Ideally, the campaign criticisms would stick to politics, economics and policy instead of falling to that temptation that is more present than ever of religion and race.
Four years ago, there was a racially fueled fear that Obama would turn the country into a socialist gangster America. As dubbed by New York Times bestselling author David Freddoso, a government under Obama would be a “thugocracy.”
For the most part, Romney has kept away from the race comments and the “birther” comments as well. Apart from saying that “no one [has] ever asked to see my birth certificate. They know that this is the place where [I] was born and raised,” which according to Romney was just humor and not a swipe at Obama’s nationality, Romney’s comments have not been affected by the so-called “birtherism.”

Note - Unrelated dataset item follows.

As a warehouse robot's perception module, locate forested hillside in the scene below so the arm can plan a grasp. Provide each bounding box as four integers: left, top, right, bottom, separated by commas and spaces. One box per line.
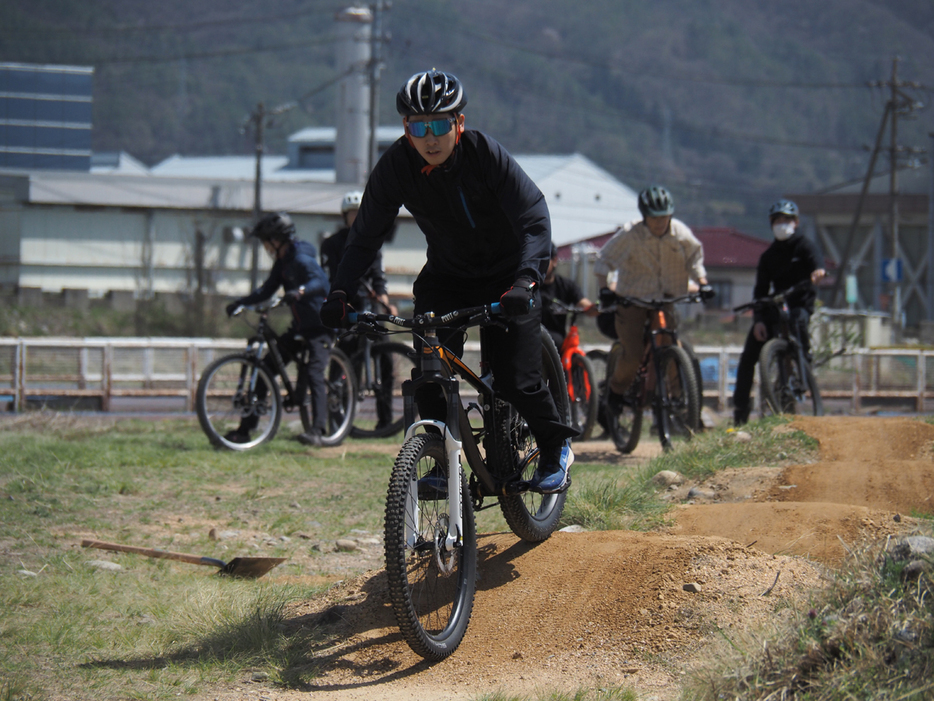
0, 0, 934, 233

On the other hand, certain Democrats, specifically Senate Majority Leader Harry Reid, did choose to take into critical account Romney’s Mormon faith. After Huffington Post blogger Gregory A. Prince said Romney “sullied” the Mormon faith, Reid, also Mormon, publicly agreed with Prince’s statement.
To some extent, candidates talking badly about their opponents is expected. Criticizing policies is fine. But criticizing the first non-Caucasian candidate’s ethnicity in a country where diversity is, presumably, a good thing, or criticizing a candidate’s religion in a nation of religious freedom at each and every opportunity is most definitely not fine.